When the building was first planned, LED lights were used in about half of her projects, Tanabe said. The other projects she was working on used fluorescent lights.

“MUSC had the foresight to say, ‘By the time this is done, LED is probably going to be mainstream’ – which it is completely, 100% right now. And LED uses so much less power,” she said.

Further, the design team worked to choose light fixtures and place them so that rooms had enough light without being blasted by brightness.

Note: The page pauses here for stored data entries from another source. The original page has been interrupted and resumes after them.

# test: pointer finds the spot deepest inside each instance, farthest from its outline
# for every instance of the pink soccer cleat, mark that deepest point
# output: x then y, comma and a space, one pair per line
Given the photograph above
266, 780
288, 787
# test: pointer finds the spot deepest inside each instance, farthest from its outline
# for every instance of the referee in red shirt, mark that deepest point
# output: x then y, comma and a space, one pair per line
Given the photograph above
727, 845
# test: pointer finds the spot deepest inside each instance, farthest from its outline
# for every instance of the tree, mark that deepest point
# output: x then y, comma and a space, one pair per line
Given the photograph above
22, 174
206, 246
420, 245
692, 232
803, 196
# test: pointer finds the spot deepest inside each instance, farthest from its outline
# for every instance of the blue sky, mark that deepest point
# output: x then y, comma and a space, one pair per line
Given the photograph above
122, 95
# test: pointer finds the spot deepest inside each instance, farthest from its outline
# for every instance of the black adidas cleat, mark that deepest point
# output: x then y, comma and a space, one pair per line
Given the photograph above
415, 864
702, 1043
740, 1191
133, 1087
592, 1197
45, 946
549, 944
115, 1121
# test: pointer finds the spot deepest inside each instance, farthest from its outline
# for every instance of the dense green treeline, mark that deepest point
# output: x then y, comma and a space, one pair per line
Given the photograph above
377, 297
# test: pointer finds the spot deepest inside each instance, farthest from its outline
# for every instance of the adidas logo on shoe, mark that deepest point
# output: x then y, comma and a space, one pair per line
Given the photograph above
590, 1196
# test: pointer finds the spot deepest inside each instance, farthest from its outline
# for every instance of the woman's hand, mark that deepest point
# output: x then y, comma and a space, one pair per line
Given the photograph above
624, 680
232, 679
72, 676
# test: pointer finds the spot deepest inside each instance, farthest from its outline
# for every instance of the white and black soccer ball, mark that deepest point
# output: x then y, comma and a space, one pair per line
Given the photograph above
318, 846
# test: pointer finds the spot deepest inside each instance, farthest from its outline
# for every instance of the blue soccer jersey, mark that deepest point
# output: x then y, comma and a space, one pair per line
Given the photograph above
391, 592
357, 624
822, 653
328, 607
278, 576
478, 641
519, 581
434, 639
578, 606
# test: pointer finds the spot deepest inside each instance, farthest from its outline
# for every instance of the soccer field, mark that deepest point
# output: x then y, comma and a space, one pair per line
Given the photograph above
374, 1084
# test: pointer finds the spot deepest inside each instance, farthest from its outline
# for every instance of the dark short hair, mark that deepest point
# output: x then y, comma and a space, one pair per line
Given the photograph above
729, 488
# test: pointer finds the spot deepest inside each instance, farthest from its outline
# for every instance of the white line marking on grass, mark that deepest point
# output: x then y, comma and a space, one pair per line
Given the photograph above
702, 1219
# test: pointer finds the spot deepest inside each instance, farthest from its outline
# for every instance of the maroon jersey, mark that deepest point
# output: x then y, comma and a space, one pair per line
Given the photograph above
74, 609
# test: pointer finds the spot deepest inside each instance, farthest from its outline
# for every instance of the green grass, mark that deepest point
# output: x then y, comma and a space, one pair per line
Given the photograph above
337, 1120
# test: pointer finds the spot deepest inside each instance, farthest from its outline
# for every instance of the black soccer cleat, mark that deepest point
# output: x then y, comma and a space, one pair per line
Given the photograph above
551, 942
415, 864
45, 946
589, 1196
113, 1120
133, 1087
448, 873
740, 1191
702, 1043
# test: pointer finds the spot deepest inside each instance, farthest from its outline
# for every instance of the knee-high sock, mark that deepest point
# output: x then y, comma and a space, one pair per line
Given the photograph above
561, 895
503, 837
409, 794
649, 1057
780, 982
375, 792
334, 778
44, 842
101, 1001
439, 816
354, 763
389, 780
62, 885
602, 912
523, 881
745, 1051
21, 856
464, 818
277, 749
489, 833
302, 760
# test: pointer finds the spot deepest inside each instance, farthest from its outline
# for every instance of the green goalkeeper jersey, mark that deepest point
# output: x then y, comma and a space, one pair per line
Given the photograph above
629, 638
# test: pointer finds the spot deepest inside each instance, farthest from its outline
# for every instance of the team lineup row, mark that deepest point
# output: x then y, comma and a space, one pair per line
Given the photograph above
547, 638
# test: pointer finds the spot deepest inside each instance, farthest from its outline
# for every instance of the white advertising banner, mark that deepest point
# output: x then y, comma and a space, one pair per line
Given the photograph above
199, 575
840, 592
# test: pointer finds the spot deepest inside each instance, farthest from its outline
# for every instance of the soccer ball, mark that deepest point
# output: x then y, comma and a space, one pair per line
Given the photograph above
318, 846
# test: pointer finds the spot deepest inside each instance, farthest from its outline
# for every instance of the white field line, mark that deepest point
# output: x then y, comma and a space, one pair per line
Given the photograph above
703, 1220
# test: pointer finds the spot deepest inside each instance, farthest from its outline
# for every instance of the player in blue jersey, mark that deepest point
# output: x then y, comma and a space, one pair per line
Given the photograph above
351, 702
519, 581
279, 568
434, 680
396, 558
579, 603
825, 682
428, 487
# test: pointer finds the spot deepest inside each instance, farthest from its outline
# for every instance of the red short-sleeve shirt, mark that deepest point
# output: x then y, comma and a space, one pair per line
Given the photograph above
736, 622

Although the hospital has been in use since February 2020, leaders learned only this summer that it had earned LEED certification. Christine von Kolnitz, sustainability and energy manager for the MUSC Health Charleston-Division, said that the U.S. Green Building Council, which administers LEED, wants to see that buildings are actually functioning in the sustainable manner that was promised through the design process before awarding certification.

Among the items that helped the building to achieve LEED certification:

  • The building reduces domestic water use by 37% and industrial water use by 54%. This is achieved through a combination of low-flow fixtures, use of recycled water or closed-loop cooling systems for medical and industrial equipment and use of rainwater or the condensation from HVAC systems to water the grounds.
  • The project maximizes open space by ensuring that open space is equal to or greater than the footprint of the building and furthermore uses native plants or plants adapted to the local environment.
  • The building has an energy cost savings of 8.5%.
  • As measured by value, more than half of the building materials are sustainably sourced.
  • During construction, more than 90% of waste materials were diverted from landfills.

  • Chris Oh, senior project architect with Perkins+Will, said it took the efforts of more than 30 people, including designers, contractors, MUSC project managers and on-site construction managers, to keep the project on track to earn LEED certification.

    Scheurer credited MUSC project managers Gopi Omraju and John Sion for leading SJCH&PTWP to LEED.

    “They kept us on task and led us down the pathway to creating choices that allowed us to get to LEED, and they never swayed from that,” Scheurer said. “They and Perkins+Will did a great job of finding pragmatic solutions that were keeping in the LEED certification categories.”